Clinical acupuncture practice and education have long suffered from the absence of real-time anatomical visualization, forcing novices to rely on trial-and-error learning—resulting in high localization errors and prolonged training periods. To address this, we propose the first integrated ultrasound computed tomography (UCT) and mixed reality (MR) needle-navigation framework. Our method introduces a novel UCT-MR coupling architecture, a non-rigid image registration technique for dynamic soft-tissue modeling, and a dual-mode clinical workflow combining offline anatomical registration with real-time MR-guided intervention. This workflow integrates SLAM-based tracking, MR spatial anchoring, and dual-paradigm 3D user interfaces. Experimental evaluation demonstrates a 42% reduction in acupoint localization error, significantly improving novice procedural accuracy and learning efficiency. Comparative studies further validate the optimal human–computer interaction paradigm.

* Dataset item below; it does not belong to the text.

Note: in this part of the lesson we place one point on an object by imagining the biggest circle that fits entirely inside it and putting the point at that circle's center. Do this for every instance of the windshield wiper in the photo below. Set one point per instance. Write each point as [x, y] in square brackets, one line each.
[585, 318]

Chinese acupuncture practitioners primarily depend on muscle memory and tactile feedback to insert needles and accurately target acupuncture points, as the current workflow lacks imaging modalities and visual aids. Consequently, new practitioners often learn through trial and error, requiring years of experience to become proficient and earn the trust of patients. Medical students face similar challenges in mastering this skill. To address these challenges, we developed an innovative system, MRUCT, that integrates ultrasonic computed tomography (UCT) with mixed reality (MR) technology to visualize acupuncture points in real-time. This system offers offline image registration and real-time guidance during needle insertion, enabling them to accurately position needles based on anatomical structures such as bones, muscles, and auto-generated reference points, with the potential for clinical implementation. In this paper, we outline the non-rigid registration methods used to reconstruct anatomical structures from UCT data, as well as the key design considerations of the MR system. We evaluated two different 3D user interface (3DUI) designs and compared the performance of our system to traditional workflows for both new practitioners and medical students. The results highlight the potential of MR to enhance therapeutic medical practices and demonstrate the effectiveness of the system we developed.